Personne ne peut évidemment dire s’il y aura un nouveau mouvement social de type gilets jaunes. Un fait est néanmoins avéré : les grands bouleversements surviennent souvent quand le peuple ne veut plus et que l’État ne peut plus. Nous n’en sommes pas loin.

Nicolas Gauthier
Nicolas Gauthier
Journaliste à BV, écrivain

Vos commentaires

90 commentaires

  1. En 15 jours après l’annexion du budget 2023 déjà dans les concession Renault les représentants avaient reçu les listings pour les taxes carbone pour les voitures une Dacia avec un moteur TSE 130 Taxe 2020 330 euros ,10 jours après la taxe était passée 600 euros De qui se foutent ils ces autocrates ,il est temps de couper des têtes . Ils cherchent du Fric dans tous les coins ils sont en train de nous piquer nos derniers sous au fond de nos poches . Et ses braves pochards de la Télé personne en parle .,omerta complète .
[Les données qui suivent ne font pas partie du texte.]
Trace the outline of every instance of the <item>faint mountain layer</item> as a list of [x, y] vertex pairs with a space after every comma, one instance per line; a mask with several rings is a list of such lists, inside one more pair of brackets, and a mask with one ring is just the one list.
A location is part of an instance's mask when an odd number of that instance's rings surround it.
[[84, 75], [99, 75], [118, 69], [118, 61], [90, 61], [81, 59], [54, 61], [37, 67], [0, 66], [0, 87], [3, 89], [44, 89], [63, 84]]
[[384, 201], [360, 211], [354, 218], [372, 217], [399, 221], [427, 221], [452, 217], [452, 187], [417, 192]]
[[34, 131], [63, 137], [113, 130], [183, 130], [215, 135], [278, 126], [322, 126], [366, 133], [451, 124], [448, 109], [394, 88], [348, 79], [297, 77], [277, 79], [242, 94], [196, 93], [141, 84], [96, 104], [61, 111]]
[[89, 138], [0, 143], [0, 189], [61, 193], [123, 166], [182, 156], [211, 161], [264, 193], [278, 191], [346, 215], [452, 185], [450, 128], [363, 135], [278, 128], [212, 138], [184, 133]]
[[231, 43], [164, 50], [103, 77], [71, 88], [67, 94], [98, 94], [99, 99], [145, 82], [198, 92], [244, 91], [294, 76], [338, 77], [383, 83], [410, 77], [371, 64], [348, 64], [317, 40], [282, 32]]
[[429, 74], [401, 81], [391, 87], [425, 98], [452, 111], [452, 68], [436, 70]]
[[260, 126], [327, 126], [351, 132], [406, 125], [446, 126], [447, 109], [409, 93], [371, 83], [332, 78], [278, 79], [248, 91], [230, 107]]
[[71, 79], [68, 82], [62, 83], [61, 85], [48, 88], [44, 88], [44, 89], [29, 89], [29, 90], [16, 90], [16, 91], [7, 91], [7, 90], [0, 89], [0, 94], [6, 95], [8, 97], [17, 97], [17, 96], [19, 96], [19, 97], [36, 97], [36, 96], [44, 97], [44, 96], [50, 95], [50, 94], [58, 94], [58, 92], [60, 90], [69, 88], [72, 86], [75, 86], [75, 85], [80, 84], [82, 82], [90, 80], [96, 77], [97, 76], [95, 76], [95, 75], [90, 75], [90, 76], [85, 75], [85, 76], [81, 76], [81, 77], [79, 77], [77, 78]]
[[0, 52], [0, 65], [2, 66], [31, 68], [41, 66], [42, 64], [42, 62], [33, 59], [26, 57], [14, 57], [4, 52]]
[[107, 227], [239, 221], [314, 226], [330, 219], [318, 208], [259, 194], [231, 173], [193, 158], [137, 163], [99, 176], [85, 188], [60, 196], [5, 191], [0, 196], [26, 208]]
  2. Comme tous les marchés, le « marché européen » de l’électricité est un marché spéculatif, saturé de parasites (compagnies concurrentes d’EDF, qui ne produisent rien, n’investissent rien) dont le seul but est d’acheter l’électricité à EDF bon marché pour la revendre avec marge énorme aux entreprises, artisans, boulangers, etc. C’est le corollaire du dogme européen de la « concurrence libre et non faussée » qui exige le démantèlement d’EDF ainsi que la privatisation du réseau hydro-électrique. Pour la privatisation des barrages, ce sera l’explosion des prix à la production. Le démantèlement d’EDF n’est pas encore achevé ; mais il est programmé (EDF que les Français ont construit avec leurs impôts !). EDF ne vendra plus son électricité et laissera place à ces compagnies voraces qui appliqueront selon l’idéologie de Bruxelles « la libre concurrence ».
    Si l’État vole au secours des entreprises et des particuliers (bouclier énergétique), c’est pour ne pas fausser cette « concurrence » (déloyale en fait) et maintenir dans le marché ces compagnies avides qui ont multiplié le prix de leur électricité pour les boulangers et autres entreprises…

    • Bien d’accord avec vous, avec qqs réserves explicitées dans mon commentaire ci-dessus (dans mon jargon d’ancien expert…)

  3. Après la consternante affaire du « covid », il ne peut plus jamais rien arriver. Un peuple de moutons attend dans le couloir de la mort l’abattage inéluctable. La machine à mensonges tourne à plein régime.

  4. Hélàs, ce n’est pas que l’industrie nucléaire française qui a été saccagée, mais également toutes les industries. Les chômeurs du Nord et de l’Est en savent quelque chose Et maintenant, l’artisanat ( via les boulangers, mais pas qu’eux !). Le désastre me parait suffisamment avancé pour penser qu’il est trop tard. Mais il reste quelque chose à faire : se saisir des traîtres et corrompus qui nous ont mis dans cette situation.. délibérément.

  5. Et encore Bardella n’explique pas que si les PME ont le couteau sous la gorge, alors que ce sont tous les Français qui ont payé la mise en route du nucléaire et qu’EDF est à eux, est que si la facture explose c’est uniquement à cause de notre alignement tarifaire sur l’Allemagne, que nous acceptons pour être impuissants face à elle, ruinés économiquement par nos gouvernants….Et que la solution que ceux ci ont trouvé est de nous ruiner encore plus (aides de l’Etat payées par le contribuable) pour aider ceux qui sont directement dans la mouise, les PME….

  6. Imaginons Le général De Gaulle à la place de Macron . Il ne lui faudrait pas des mois pour sortir de cette idiotie du marché européen de l’énergie. L’affaire ne prendrait que quelques jours au plus. LUI aurait à coeur de défendre nos PME, et pour cela pas besoin de mettre en place des aides , des délais de paiement , etc…. De Gaulle remettrait en place une tarification en adéquation avec notre cout de production, très en dessous du tarif imposé par Bruxelles.
    Nous n’avons que le chef que nous méritons. MLP qu’on dit nulle en économie , elle non plus ,ne laisserait pas mourir nos PME . Macron ,Notre Mozart de l’économie ,n’est qu’un mauvais joueur de pipeau .

  7. « de nouvelles jacqueries »?  » Une révolte?  » « Non Sire, c’est une révolution. » Et que ça saute! Pour ceux qui sont assis sur des sièges qu’ils considèrent comme inamovibles.